7 anni: l’età in cui avrebbero iniziato a pesare i
peccati mortali.
Fu quanto mi rivelò la nonna mentre sfogliavo il
fascicolo dei “Maestri del colore” dedicato al Bramantino.
C’erano l'Ecce Homo allucinato e la Crocifissione di Brera, con la luna che piange e
l’angelo del demonio sopra il ladrone cattivo.
Io resto senza parole. Ho appena il coraggio di
spostare lo sguardo sopra un cadavere scomposto e una rana mostruosa ai piedi
della Madonna col bambino che sta all’Ambrosiana.
Poi vado dalla mamma e le dico che ho davvero paura
del fuoco eterno.

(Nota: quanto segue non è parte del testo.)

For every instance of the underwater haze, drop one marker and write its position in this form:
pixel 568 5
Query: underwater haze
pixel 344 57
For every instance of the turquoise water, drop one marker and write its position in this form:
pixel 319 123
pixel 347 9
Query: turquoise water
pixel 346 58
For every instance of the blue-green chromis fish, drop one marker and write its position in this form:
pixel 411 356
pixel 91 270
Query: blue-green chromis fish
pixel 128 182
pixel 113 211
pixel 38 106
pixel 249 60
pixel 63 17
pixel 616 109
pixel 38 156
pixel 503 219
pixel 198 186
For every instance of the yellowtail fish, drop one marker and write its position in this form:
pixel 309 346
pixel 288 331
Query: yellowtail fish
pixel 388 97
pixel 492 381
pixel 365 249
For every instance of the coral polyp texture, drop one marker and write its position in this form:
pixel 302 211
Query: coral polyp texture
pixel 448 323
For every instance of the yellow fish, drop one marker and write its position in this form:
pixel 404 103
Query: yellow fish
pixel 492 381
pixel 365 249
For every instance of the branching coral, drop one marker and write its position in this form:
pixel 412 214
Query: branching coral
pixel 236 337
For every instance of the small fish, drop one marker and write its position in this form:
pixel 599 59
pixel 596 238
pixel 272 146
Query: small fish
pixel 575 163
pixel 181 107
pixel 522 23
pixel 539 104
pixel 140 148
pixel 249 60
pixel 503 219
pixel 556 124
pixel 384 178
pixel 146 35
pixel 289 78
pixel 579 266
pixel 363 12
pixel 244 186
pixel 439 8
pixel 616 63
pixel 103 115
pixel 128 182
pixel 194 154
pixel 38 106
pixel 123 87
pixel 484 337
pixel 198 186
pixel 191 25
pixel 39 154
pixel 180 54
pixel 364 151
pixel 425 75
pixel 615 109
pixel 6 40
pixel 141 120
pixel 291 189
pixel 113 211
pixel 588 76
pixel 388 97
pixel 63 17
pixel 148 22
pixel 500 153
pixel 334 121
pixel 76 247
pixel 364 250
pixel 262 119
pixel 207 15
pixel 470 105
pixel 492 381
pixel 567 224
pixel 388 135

Lei cerca di confortarmi e all’inferno ci manda la
numerologia sacra di sua madre.
Già irrequieto di mio, per anni non riesco ad essere
davvero tranquillo. “E il peccato mi sta sempre davanti” (Salmo L, 5-7).
A 17 anni scopro che il teologo Origene aveva
teorizzato l’”apocatastasi”, ovvero, la non-eternità dell’inferno. Finalmente
un giorno tutti - ma proprio tutti - ci saremmo riuniti al creatore, al padre
(e io di padre vero non ne avevo mai avuto uno).
La chiesa condanna la posizione di Origene.
Per 5 anni persevero. Poi, a 22, abbandono
cristianesimo e cattolicesimo come oggetto di fede. L’inferno, il paradiso:
sono qui. E anche il purgatorio (l’invenzione più bella).
Di Bramantino oggi apprezzo la forza visionaria e i
fantasmi di architettura classica.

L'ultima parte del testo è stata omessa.